While the majority does not reach the due process issues raised by Kyhn, I would also agree with the Veterans Court that Kyhn was not deprived of due process. Both the Board and the RO considered his claim for service connection for tinnitus, and Kyhn had the opportunity to submit evidence before both entities. Kyhn, after being notified by the RO in 2006 that he failed to attend the VA examination, did not respond that he had not been notified of the examination. Indeed, he did not offer any explanation for his failure to attend. Instead, in response to the RO’s denial of Kyhn’s claim after he failed to appear, Kyhn represented that he had no other information to substantiate his claim and that he did not contest the notice of the examination. Kyhn did not even dispute that the address the notice was mailed to was incorrect. Kyhn’s failure to take advantage of the opportunities at the VA and at the Board is thus not a deprivation of agency review. See Nat’l Classification Comm. v. United States, 779 F.2d 687, 695 (D.C.Cir.1985).

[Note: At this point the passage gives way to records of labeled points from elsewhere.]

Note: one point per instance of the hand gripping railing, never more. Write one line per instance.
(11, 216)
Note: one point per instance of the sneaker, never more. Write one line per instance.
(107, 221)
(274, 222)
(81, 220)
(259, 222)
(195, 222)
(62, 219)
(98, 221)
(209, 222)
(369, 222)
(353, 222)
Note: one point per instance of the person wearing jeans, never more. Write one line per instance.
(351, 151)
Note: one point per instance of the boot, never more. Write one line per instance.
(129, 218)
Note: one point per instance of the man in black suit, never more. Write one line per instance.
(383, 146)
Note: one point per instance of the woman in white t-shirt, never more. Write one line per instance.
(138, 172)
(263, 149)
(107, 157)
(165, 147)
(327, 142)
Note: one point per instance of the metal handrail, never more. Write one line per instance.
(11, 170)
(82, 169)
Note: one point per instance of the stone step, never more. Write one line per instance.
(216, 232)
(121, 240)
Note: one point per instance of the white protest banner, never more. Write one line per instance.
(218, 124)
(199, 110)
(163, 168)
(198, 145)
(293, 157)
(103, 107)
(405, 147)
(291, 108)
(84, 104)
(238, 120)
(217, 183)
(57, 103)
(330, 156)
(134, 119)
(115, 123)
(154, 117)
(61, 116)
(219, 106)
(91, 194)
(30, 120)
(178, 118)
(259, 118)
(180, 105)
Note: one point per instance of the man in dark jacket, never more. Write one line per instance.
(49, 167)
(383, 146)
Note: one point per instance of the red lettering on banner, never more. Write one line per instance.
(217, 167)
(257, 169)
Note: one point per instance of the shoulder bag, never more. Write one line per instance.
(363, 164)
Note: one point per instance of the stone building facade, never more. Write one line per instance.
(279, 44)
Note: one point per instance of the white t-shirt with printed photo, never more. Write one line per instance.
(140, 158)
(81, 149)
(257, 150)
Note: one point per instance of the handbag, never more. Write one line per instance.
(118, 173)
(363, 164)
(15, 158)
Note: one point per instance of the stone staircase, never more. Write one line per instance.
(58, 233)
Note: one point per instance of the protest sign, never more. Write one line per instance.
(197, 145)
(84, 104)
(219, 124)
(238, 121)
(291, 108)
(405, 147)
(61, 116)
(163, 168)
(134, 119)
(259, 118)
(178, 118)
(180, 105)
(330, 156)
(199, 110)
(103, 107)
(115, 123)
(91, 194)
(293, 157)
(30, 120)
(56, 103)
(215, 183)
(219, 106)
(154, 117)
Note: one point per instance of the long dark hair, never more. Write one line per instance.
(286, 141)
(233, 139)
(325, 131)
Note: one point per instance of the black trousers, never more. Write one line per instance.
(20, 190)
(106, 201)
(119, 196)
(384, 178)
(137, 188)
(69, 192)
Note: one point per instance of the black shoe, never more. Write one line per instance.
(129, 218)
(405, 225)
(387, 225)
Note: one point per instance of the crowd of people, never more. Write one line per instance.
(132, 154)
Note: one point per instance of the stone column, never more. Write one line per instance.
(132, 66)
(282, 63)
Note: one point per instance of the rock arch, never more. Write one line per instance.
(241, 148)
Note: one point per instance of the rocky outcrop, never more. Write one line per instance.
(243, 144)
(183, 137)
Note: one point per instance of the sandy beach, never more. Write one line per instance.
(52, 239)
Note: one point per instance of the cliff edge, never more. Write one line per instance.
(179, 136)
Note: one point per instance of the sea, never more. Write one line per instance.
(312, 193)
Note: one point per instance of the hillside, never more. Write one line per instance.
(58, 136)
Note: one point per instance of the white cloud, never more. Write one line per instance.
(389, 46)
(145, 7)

There is likewise no evidence that the Veterans Court denied Kyhn an opportunity to dispute the contents of the affidavits regarding the VA’s regular notification *581procedure. Kyhn, in fact, did not dispute the accuracy of the affidavits at all in his supplemental briefing or offer any evidence to the contrary. Instead, he only opposed the propriety of the Board considering those affidavits. Again, Kyhn simply failed to take advantage of the opportunities afforded him and thus was not deprived of due process.
Finally, I recognize that in some circumstances the Veterans Court has remanded a case to the Board for limited fact-finding on non-jurisdictional notice issues. E.g., Mayfield v. Nicholson, 20 Vet.App. 98, 99 (2006) (remanding for a factual determination by the Board whether the notice given to the veteran was sufficient). However, in this case, where the evidence is only relevant to establish as a matter of law the regular procedure of the VA, not the merits of the actual notice in a given claim, requiring such a remand would only further delay the proceedings, needlessly churning the system to establish only the existence of a regular practice that would ultimately still be subject to de novo review by the Veterans Court under existing precedent.
To reverse would likely cause a remand to the Board to determine its own practice in the first instance. Because waiver is rare at the pro-claimant Veterans Court, a reversal could set a standard that newly raised defenses in the Veterans Court could repeatedly trigger remand to the Board and further delay resolution of proceedings. Judicial economy warrants against allowing such a wasteful process.
For the foregoing reasons, I respectfully dissent from the majority’s decision reversing and remanding the decision of the Veterans Court.